There is no better fish than a just finished flapping shad on the braai. Eish! I am hungry! :tongue:


----------



## Cupid21 (Aug 13, 2007)

*le platt*

now you guys are talking.i am going to le platt next weekend for some raggies.we are catching plenty of small black tip sharks.its hard to decide on whether i should get a new bow or new real for sard reason.


----------



## ASG (Jun 25, 2007)

**** James!

Now you're talking about food for royalty!:tongue:

We used to have a tradition. When the first casts are made we dig a hole in the sand and start a fire in the hole. The first oke to catch a pan sized shad is the only oke allowed to keep fishing until the shad has been cooked by the rest of the party.:wink:

It's amazing how fast a shad is prepared when the fish are on the bite!


----------



## Matatazela (Mar 1, 2005)

Cool tradition. I don't know if I could stand the tension! It would certainly 'inspire' me to become a much better fisherman...


----------



## spatan (Jul 10, 2006)

*Ive fished "Braizen head" with my brother....*

Don't tell a sole :zip: Both were snapped off by something "big". But it was an all night gig so when our gear was all but spoken for, out came the the "jabulies" needless to say a good time was had by all.:wink:



Spatan:cocktail:


----------



## Drenalinjunkie8 (Sep 19, 2007)

ASG said:


> Now boys! This is a subject even closer to my heart than bowhunting. Fishing!
> 
> We've been snapped off by Zambies at Tugela mouth on a number of occasions.
> 
> ...


Craig,

Trust me I am ready for the big Zambos. 

I will be fishing with my new WAFT Big Brother. The blank is made by Century in the UK. If you know your fishing then you will know the respect when it comes to their name. Coupled with that will be my trusted Trinidad 50 with 1200m of 50lb Berkley Whiplash with 200m .55 mono topshot. Some of the guys still get spooled with that!!! 

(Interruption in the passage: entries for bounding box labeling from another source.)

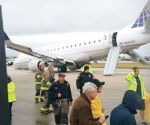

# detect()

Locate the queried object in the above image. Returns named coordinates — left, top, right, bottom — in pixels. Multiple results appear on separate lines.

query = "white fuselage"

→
left=14, top=27, right=150, bottom=68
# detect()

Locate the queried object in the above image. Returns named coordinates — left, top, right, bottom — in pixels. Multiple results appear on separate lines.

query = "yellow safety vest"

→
left=7, top=82, right=16, bottom=102
left=81, top=65, right=93, bottom=74
left=91, top=96, right=107, bottom=125
left=125, top=72, right=148, bottom=99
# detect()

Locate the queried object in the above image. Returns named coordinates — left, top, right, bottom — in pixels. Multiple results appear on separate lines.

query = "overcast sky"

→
left=0, top=0, right=150, bottom=55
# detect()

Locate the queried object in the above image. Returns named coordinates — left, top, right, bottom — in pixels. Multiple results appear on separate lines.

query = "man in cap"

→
left=76, top=66, right=94, bottom=93
left=49, top=73, right=73, bottom=125
left=70, top=82, right=105, bottom=125
left=91, top=79, right=107, bottom=125
left=35, top=62, right=44, bottom=103
left=110, top=90, right=142, bottom=125
left=125, top=67, right=148, bottom=125
left=81, top=63, right=93, bottom=74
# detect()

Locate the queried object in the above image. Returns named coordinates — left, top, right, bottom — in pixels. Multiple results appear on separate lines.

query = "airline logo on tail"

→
left=132, top=0, right=150, bottom=28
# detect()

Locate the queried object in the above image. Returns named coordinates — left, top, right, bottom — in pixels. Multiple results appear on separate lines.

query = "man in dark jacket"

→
left=49, top=73, right=73, bottom=125
left=110, top=90, right=142, bottom=125
left=76, top=66, right=94, bottom=93
left=70, top=82, right=105, bottom=125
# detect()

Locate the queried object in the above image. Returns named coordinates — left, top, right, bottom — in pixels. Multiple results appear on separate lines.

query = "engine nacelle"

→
left=28, top=60, right=41, bottom=71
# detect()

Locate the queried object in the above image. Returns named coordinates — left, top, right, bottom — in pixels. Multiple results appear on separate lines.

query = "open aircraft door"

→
left=103, top=32, right=121, bottom=75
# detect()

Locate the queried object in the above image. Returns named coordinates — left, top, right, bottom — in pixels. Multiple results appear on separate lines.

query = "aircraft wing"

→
left=127, top=50, right=150, bottom=65
left=4, top=33, right=75, bottom=65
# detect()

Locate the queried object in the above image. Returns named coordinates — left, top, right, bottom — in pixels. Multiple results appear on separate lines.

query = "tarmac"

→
left=7, top=67, right=150, bottom=125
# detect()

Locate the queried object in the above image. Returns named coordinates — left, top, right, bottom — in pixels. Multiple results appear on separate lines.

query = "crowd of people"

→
left=8, top=62, right=148, bottom=125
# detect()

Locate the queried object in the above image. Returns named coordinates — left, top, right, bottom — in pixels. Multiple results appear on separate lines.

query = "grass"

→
left=91, top=62, right=150, bottom=69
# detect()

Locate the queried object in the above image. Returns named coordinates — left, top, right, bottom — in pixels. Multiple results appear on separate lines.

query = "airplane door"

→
left=103, top=34, right=112, bottom=48
left=112, top=32, right=118, bottom=47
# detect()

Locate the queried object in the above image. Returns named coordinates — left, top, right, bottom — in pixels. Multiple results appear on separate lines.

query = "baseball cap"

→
left=58, top=73, right=66, bottom=77
left=84, top=66, right=89, bottom=71
left=91, top=79, right=105, bottom=87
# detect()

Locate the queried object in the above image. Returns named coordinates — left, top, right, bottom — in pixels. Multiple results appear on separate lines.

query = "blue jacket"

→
left=110, top=90, right=142, bottom=125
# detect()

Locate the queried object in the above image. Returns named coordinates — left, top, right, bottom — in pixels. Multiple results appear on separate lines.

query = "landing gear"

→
left=58, top=64, right=67, bottom=72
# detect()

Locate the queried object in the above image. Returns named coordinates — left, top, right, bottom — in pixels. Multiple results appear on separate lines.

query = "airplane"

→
left=4, top=0, right=150, bottom=75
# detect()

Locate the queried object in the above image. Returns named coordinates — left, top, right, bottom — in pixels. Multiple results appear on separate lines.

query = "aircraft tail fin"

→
left=131, top=0, right=150, bottom=28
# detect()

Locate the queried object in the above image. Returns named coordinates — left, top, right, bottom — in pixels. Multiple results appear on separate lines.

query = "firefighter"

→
left=7, top=75, right=16, bottom=124
left=35, top=62, right=44, bottom=103
left=41, top=65, right=55, bottom=115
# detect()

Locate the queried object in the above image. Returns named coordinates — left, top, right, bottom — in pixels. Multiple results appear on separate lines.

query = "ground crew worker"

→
left=49, top=73, right=73, bottom=125
left=7, top=75, right=16, bottom=124
left=125, top=67, right=148, bottom=125
left=41, top=65, right=55, bottom=115
left=81, top=63, right=93, bottom=74
left=35, top=62, right=44, bottom=103
left=76, top=66, right=94, bottom=93
left=91, top=79, right=107, bottom=125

For my swimming trace I will be using 3m of 3 no 7 strands piano wire twisted together to form a cable, size 10 grip hooks, 5m 200lb carbon steel tied to the 3m piano wire. That trace will then get tied to my 8m 1.5mm 200lb mono leader. Might sound like overkill but you need it!!!!!

Atached is a pick of a nice sharkie that my friend caught.....


----------



## ASG (Jun 25, 2007)

Drenaline,

I'm familiar with the WAFT blanks. They cast a mile with very little effort.
Your setup sounds fine for more than a Zambo dude. 
That rig should should be capable of landing any denizen of the deep.

I've always been more of a light/medium tackle guy.
I fish with a 4m 400/2 custom rod, spooled with a Daiwa 50 SL 50 SH and I mostly fill the reel with 20 lb monofilament and use a 4m 45 lb shock leader.

I see here that you live in JHB. Please keep me in mind next time you boys go fishing. My old fishing buddies have scattered to all corners of the earth and the rest are too afraid of their wives to go fishing.:wink:

I'll s**t myself if I catch a pikkie like that. It's like bowhunting a 60" Kudu on foot.:tongue:


----------



## Drenalinjunkie8 (Sep 19, 2007)

We have one open spot. Leaving on Friday morning. You are welcome to join us if you want to. You do flyfishing? Fishing for yellows on the vaal is a lot of fun and challenging!


----------



## ASG (Jun 25, 2007)

S**T Drenaline,

It's a bit short notice for Friday.

Please e mail me the costs etc on [email protected] and I'll see what I can do.


----------